Jakarta – Reformasi Polri kembali menjadi sorotan publik seiring diskusi terbuka yang digelar oleh Corong Rakyat dan JARI 98 di Kopi Oey, Blok M Square, Jakarta Selatan, Jumat 21 November 2025.
Dalam diskusi bertajuk “Di Tengah Sorotan Publik: Reformasi Polri & Pertaruhan Kepercayaan Masyarakat di Era Digital”, Direktur Rumah Politik Indonesia, Fernando Emas, memberikan catatan tajam mengenai arah pembenahan institusi Polri di bawah pemerintahan Presiden Prabowo Subianto.
Fernando menegaskan bahwa reformasi Polri bukan hal baru, melainkan proses panjang yang telah berjalan sejak 2011 dan kini memasuki fase krusial di era digital.
“Reformasi ini tidak bisa kita hindari. Ini kebutuhan bersama, baik kebutuhan internal kepolisian maupun kebutuhan eksternal yang dibentuk oleh Presiden,” kata Fernando dalam paparannya.
Pertanyaan Besar: Reformasi Polri Mau Dibawa ke Mana?
Menurut Fernando, hal utama yang harus dipastikan adalah kejelasan tujuan akhir dari reformasi Polri. Ia menyoroti perbedaan pandangan sejumlah pihak yang menginginkan Polri berada di bawah kementerian, didirikan kementerian baru, atau tetap bertanggung jawab langsung kepada Presiden.
“Tujuan akhirnya apa? Kita menginginkan Polri ini seperti apa?” ujarnya.
Ia mengingatkan, pembentukan tim reformasi harus berjalan sesuai mandat, bukan melebar ke urusan yang tidak relevan.
Fernando mencontohkan adanya potensi penyimpangan peran tim reformasi yang justru ikut memediasi perkara hukum tertentu.
“Ini sebenarnya bukan tugas utama mereka. Jangan sampai tim reformasi melenceng hanya untuk mencari panggung atau popularitas,” tegasnya.
Inventarisasi Masalah Harus Jadi Prioritas
Fernando menekankan pentingnya tim reformasi mengidentifikasi persoalan akar rumput yang menjadi sumber keluhan masyarakat.
“Setelah menginventarisir persoalan, barulah dicari solusi, siapa yang bisa melaksanakan, dan bagaimana penyelesaiannya,” jelasnya.
Ia juga meminta Presiden Prabowo tidak hanya bergantung pada satu tim reformasi saja, tetapi tetap membuka ruang pendapat publik secara luas agar keputusan yang diambil lebih objektif.
Media Sosial: Senjata Bermata Dua untuk Citra Polri
Dalam era digital, Fernando menilai media sosial menjadi faktor penentu naik-turunnya kepercayaan publik terhadap institusi mana pun, termasuk Polri.
“Media sosial ini hampir sama seperti pisau bermata dua.
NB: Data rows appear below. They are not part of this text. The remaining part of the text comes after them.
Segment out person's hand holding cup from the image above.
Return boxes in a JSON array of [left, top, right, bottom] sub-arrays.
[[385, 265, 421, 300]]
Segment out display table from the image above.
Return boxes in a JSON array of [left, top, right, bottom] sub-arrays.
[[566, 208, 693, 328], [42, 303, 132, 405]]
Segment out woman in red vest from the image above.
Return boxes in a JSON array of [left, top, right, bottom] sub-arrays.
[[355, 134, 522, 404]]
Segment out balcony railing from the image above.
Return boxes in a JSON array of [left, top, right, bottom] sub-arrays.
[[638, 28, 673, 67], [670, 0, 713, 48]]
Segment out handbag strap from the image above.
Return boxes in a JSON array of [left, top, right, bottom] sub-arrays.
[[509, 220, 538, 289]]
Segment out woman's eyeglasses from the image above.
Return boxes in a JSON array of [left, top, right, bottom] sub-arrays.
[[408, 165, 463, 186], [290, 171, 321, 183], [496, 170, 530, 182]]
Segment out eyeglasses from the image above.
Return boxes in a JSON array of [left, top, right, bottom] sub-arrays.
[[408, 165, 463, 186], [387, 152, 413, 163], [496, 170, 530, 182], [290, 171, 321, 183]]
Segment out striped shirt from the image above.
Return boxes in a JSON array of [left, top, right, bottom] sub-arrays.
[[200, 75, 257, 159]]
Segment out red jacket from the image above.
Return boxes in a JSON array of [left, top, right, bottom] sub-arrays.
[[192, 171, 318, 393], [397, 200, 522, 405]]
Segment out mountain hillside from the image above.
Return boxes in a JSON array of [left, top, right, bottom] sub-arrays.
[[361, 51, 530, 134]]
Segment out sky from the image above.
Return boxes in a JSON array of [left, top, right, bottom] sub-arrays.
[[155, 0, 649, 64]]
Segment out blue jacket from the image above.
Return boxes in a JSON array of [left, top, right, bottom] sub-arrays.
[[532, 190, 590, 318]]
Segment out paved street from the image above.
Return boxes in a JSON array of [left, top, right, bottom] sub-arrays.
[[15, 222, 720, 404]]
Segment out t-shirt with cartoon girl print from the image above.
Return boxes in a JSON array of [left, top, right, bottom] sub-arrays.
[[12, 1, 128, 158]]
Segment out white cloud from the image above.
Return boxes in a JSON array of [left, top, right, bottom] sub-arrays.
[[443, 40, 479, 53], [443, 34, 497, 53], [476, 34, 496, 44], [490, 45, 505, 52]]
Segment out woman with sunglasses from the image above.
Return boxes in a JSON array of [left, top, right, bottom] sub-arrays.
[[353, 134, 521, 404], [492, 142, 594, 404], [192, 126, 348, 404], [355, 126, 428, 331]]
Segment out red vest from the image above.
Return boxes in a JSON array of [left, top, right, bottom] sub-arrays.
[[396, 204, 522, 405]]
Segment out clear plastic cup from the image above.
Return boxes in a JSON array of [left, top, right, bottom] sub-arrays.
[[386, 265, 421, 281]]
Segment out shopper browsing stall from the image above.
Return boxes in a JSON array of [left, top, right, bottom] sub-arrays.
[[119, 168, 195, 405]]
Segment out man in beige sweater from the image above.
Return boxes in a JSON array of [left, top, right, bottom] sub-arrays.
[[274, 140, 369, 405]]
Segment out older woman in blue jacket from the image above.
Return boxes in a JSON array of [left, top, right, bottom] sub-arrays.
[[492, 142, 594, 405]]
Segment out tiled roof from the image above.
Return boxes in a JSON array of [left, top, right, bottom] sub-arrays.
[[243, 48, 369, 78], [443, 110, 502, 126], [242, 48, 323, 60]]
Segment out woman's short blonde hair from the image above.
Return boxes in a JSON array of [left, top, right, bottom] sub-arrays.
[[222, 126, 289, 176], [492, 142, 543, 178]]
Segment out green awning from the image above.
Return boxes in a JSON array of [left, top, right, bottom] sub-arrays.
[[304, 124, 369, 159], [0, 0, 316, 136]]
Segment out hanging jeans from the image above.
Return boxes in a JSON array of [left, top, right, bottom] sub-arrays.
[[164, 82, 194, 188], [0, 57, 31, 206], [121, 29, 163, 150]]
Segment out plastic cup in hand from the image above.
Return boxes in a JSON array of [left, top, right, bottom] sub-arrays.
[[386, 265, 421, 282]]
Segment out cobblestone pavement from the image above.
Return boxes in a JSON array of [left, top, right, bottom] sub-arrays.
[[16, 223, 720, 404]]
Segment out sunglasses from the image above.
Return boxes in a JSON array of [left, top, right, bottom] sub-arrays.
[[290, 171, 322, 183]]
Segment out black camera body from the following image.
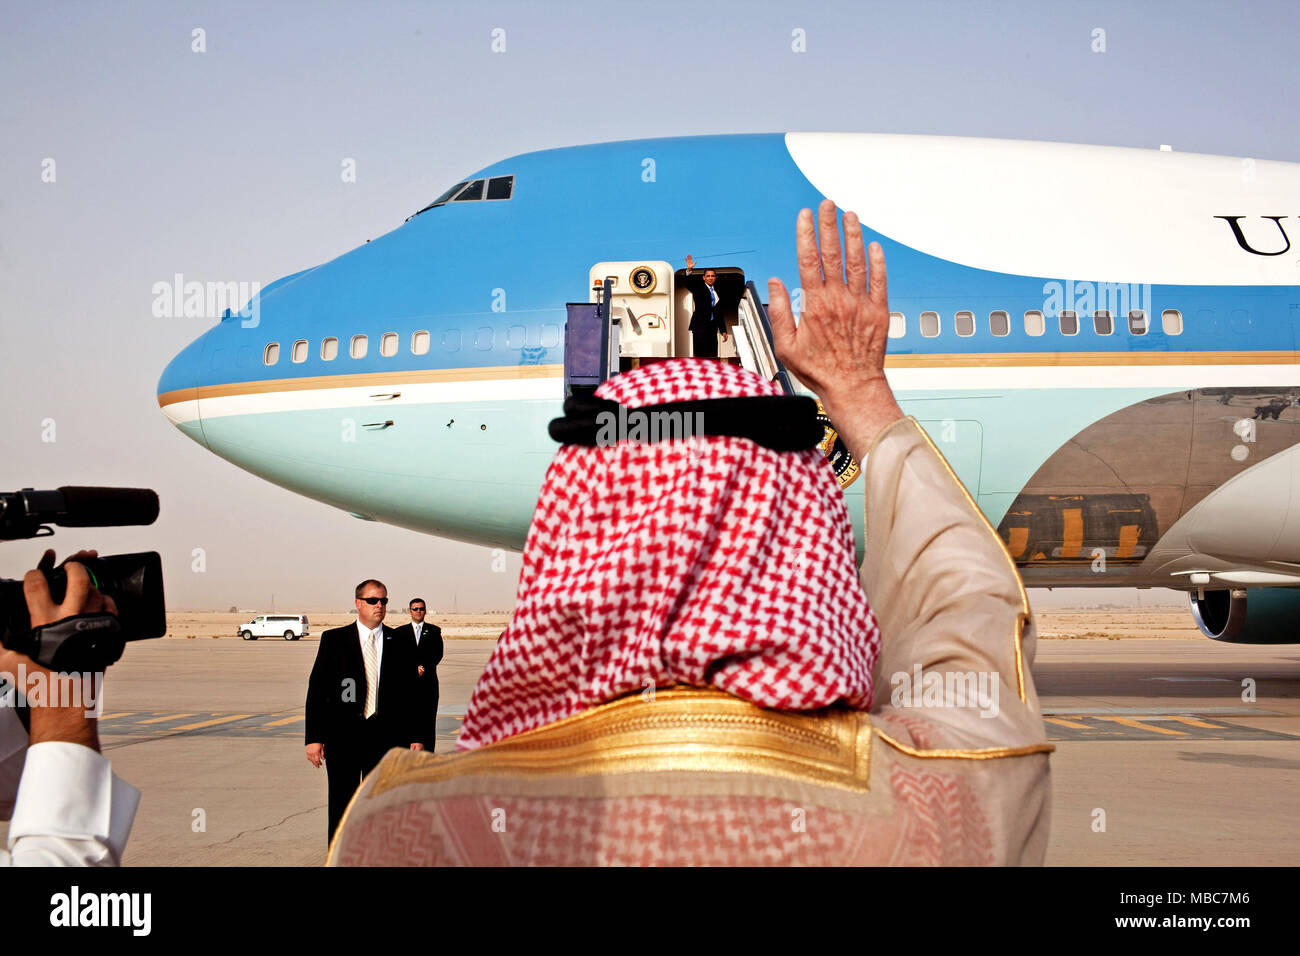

Sangat mudah dimanfaatkan untuk membangun opini negatif terhadap sebuah institusi,” katanya.
Fernando meminta Polri aktif melakukan belanja persoalan dari media sosial untuk melihat kritik dan aspirasi masyarakat secara langsung.
“Walaupun survei Rumah Politik Indonesia menunjukkan 79,8 persen masyarakat puas dengan Polri, masih ada puluhan persen yang belum puas. Jangan sampai kelompok yang tidak puas ini makin bertambah,” ujarnya.
Ia menyoroti kecenderungan masyarakat Indonesia yang masih mudah menyebarkan informasi tanpa verifikasi.
“Banyak yang belum cerdas menerima informasi. Judul bagus, langsung di-share. Ini berbahaya karena ikut memperbesar sentimen negatif terhadap Polri,” tuturnya.
Harapan untuk Polri ke Depan
Fernando menutup dengan menegaskan bahwa reformasi Polri harus kembali pada tujuan utamanya, yakni memperkuat kemampuan Polri dalam mengayomi, melindungi, dan melayani masyarakat.
“Kita harus menyamakan persepsi. Reformasi jangan sampai dipakai untuk tujuan-tujuan lain yang melemahkan Polri atau memfasilitasi kepentingan bisnis ilegal,” tegasnya.
Diskusi publik ini juga menghadirkan Sekjen JARI 98 Ferry Supriyadi serta politikus dan advokat Ruhut Sitompul, dengan moderator Abdullah Kelrey.